A vivência tumultuosa entre Vitória e León é, sem dúvida, o grande motor da trama, a qual, no entanto, não se esgota neles. A autora criou um forte e diversificado núcleo de personagens e soube tirar proveito delas, tornando-as representativas de uma forma de pensar ou uma classe social do Brasil do século XIX. A ligação e, sobretudo a compreensão, do leitor com as personagens torna-se, por isso, fácil, partilhando momentos de amor, de corrupção, de beatitude, de arrogância, de desprezo, de dor e de simpatia.

 

De forma igualmente consistente e cativante, explorou a autora o enquadramento histórico da acção. São abordados temas como a escravatura, que, por si só, interessa e motiva discussão social, as novidades tecnológicas de Edison & Ca, assim como são apresentadas personagens brasileiras conhecidas, como, por exemplo, Chiquinha Gonzaga.

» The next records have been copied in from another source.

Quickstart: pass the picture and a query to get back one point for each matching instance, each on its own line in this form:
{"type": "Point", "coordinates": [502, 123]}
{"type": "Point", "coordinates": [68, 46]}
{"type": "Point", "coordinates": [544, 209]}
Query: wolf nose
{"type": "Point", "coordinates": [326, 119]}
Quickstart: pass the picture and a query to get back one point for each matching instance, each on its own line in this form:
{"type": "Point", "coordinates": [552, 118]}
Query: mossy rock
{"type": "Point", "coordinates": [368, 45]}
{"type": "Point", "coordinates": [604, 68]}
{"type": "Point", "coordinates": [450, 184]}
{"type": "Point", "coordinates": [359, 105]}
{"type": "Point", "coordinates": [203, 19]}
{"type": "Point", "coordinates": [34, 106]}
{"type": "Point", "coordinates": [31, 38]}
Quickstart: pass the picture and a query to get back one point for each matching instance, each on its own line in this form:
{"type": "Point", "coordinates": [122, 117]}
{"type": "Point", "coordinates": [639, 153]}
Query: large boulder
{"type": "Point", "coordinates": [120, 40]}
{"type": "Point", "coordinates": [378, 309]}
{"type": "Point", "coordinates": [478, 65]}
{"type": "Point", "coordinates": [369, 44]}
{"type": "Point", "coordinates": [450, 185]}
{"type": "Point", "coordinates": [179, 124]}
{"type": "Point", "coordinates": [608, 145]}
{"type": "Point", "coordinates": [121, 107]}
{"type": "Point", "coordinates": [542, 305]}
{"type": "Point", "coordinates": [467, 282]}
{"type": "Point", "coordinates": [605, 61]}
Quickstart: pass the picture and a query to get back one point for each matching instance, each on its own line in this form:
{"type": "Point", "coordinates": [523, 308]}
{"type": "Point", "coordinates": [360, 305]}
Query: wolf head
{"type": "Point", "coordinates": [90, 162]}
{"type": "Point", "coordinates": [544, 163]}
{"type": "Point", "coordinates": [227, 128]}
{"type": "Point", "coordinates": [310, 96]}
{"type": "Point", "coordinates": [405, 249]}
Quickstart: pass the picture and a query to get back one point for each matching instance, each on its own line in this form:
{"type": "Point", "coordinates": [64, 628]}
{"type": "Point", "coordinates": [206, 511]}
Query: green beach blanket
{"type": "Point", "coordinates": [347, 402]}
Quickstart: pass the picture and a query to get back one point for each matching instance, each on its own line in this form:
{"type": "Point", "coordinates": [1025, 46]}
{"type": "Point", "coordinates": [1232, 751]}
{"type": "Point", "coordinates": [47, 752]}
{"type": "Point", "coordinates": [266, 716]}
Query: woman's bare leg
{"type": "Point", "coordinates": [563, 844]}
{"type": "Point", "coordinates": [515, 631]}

Junta-se a tudo isto uma escrita simples e rica em descrições e pormenores que levam o leitor a viajar até aos vários cenários.

 

No início, existem algumas expressões abrasileiradas, mas, felizmente, estas escasseiam, pelo que a leitura não é perturbada. O ambiente, os cheiros, as roupas, tudo é transmitido de forma bastante vivida e colorida, o que torna o leitor um espectador presente na acção e o faz deixar-se levar pelas sensações… – Cristina

4/5 – Gostei Bastante


3 Responses to “[Opinião] A Fragrância da Flor do Café, de Ana Veloso”

  1. WhiteLady3 says:

    Não gostei particularmente deste livro. Apesar de ter gostado do enquadramento histórico, achei o romance mal conseguido. :/

  2. cristina says:

    WL, o romance em si não tem nada de novo, mas mantém-nos agarrados. Eu não simpatizei muito com a Vitória em alguns momentos, mas, no computo geral, acho que ambos os intervenientes são mt interessantes de explorar/perceber.